The authorities introduced the Japanese Shinto religion with a vengeance. Koreans were required to worship at Shinto shrines.

This issue divided Christians into pragmatic and principled camps. Thousands of pastors and believers were arrested, thrashed and tormented by police torturers. Many continued to resist. Some died under torture, but many gave in.

But the ruling which caused the most widespread anguish, for it touched all Koreans, was a Japanese requirement that they change their names.

This instruction went into law in February 1940, the 2,600th anniversary of the mythical Emperor Jimmu's founding of Japan.

Although officially voluntary, low-level officials forced people to switch their family names if they wanted to go to school, register their names anywhere (marriage, for example), buy or sell land, or apply for work.

(For those old enough to remember, this was an ironic echo of an earlier proclamation. In 1911, the government banned ethnic Koreans from taking Japanese names because they wanted to know who was who. Koreans who had adopted Japanese names were ordered to re-register under their old ones.)

After this decree went out, all around the country, Koreans lined up outside police stations and government offices to register their new Japanese names.

They could take either the Japanese version of their Korean surname or a completely new Japanese surname. They were not allowed to register the Japanese version of a different Korean surname.

At schools, the new names were offered up to the emperor in Shinto ceremonies. Many of the elderly, in befuddled resistance, refused to choose and had names selected for them.

For a people who could trace their male ancestry back centuries and whose fundamental sense of meaning in life derived from the imperative to continue their lineage, this was the final subjugation.

For generations, a destitute Korean father above the slave caste had at least been able to bestow his name on his child. Now even that was taken away.

Many Koreans submitted their new names for registration wearing black armbands and went afterwards to pray at their ancestral tombs.

Parents begged their bewildered children to forgive them, and a new generation of nationalists discovered themselves in the crucible of their parents' misery.

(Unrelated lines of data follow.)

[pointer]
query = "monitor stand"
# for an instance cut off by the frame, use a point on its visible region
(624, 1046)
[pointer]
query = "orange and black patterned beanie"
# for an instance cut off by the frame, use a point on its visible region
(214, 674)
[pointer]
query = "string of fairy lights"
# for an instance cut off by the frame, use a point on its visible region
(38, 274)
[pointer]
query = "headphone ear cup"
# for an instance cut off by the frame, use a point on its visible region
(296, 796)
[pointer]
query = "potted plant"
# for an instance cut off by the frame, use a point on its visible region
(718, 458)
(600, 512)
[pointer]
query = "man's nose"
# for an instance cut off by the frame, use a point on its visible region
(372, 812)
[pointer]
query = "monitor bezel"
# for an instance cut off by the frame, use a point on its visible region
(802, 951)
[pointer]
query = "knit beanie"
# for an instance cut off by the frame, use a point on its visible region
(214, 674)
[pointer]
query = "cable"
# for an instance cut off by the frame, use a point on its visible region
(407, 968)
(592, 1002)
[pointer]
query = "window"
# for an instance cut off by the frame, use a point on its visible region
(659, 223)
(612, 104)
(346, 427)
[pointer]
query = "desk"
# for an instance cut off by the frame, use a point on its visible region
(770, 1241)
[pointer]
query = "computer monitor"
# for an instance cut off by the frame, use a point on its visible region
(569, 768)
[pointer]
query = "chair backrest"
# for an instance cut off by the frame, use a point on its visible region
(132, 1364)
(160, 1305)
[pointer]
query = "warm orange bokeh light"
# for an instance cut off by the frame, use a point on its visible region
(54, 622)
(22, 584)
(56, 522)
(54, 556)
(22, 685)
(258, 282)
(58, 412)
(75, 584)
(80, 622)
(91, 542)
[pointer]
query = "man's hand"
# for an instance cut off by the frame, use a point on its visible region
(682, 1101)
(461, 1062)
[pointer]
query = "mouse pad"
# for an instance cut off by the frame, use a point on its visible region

In an autobiographical collection of stories "Lost Names: Scenes from a Korean Boyhood," the writer Richard E. Kim describes how, as a young boy, he went with his father to register their new family name, Iwamoto:

The long line of people is still standing outside, hunched and huddled, rubbing their ears and faces, stamping their feet in the snow. My father pauses for a moment on the steps, one arm around my shoulders, and says:

"Look."

Afraid, bewildered, and cold, I look up at his face and see tears in his eyes.

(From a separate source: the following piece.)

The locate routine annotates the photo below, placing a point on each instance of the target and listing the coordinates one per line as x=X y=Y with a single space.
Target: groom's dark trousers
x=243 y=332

"Take a good look at all of this," he whispers. "Remember it. Don't ever forget this day."

Some people resisted and not necessarily because they were anti-Japanese. Most notably, Hong Sa-ik, a general in the Japanese army, came under pressure but kept his Korean name. (Hong ran the POW camps in the Philippines and was the most senior of the 23 Koreans executed by the Allies after World War II for war crimes.)

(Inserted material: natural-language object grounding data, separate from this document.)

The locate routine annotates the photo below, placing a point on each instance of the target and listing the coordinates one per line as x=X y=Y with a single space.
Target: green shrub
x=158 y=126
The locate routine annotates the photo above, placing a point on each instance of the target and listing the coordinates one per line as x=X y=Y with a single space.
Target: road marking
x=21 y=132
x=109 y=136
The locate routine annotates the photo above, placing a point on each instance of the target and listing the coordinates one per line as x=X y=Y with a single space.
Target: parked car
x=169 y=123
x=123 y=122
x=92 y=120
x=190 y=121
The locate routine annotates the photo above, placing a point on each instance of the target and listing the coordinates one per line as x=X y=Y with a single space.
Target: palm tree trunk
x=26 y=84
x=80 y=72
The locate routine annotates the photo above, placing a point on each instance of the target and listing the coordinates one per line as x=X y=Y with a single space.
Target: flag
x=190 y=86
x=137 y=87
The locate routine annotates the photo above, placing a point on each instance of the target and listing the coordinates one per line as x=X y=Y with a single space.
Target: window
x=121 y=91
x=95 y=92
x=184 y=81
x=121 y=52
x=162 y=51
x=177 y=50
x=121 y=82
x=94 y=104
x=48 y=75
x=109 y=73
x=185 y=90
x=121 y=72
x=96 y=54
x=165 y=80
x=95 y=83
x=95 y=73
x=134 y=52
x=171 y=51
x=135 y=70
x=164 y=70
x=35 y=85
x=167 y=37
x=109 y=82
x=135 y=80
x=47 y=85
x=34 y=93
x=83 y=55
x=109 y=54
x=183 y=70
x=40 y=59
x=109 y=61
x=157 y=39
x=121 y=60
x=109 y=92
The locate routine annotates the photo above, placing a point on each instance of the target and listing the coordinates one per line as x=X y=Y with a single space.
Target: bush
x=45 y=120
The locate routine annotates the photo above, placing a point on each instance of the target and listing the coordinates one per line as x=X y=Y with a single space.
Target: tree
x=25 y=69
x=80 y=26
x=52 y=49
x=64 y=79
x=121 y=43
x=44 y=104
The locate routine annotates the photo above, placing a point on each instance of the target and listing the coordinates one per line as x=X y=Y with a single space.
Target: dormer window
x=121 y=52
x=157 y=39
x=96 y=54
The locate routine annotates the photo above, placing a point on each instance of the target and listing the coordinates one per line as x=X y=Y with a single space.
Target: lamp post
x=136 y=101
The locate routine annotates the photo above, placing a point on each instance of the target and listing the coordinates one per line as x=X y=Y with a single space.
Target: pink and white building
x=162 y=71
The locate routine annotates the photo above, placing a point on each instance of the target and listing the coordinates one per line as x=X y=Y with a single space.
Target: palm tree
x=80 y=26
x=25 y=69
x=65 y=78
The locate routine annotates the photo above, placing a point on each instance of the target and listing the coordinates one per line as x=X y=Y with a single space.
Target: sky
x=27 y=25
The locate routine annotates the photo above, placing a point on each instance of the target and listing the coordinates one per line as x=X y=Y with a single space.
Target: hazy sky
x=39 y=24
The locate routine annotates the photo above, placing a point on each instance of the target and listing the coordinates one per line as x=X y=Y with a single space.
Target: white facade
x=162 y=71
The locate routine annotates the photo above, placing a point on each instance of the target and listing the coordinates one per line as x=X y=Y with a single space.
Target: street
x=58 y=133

By 1944, around 84 percent of the population had registered Japanese family names.

After the Japanese defeat in World War II, the American military government issued a "name restoration order" in October 1946, allowing people to restore their Korean names.

Notable Figures With Japanese Names

Some years ago, former President Kim Dae-jung, created a stir of media criticism when, on a trip to Japan, he telephoned his old teacher and said, "Sir, this is Toyota-san."

When he started at Mokpo Commercial School, Kim was known, by the Japanese pronunciation of his name, as "Kin Dai-choo." In his second year of school, when the nationwide ruling went out requiring Koreans to adopt Japanese names, he became Toyota Hiroshi. This new name was sewn onto his school uniform. Informally, however, the boys still called one other by their Korean names.

Other contemporaries who later became famous were Masao Takagi, who reverted back to Park Chung-hee in 1946 and went on to become the founding father of the Korean economic miracle, and Emoto Ryumei, better known as Moon Sun-myung, the founder of the Unification Church.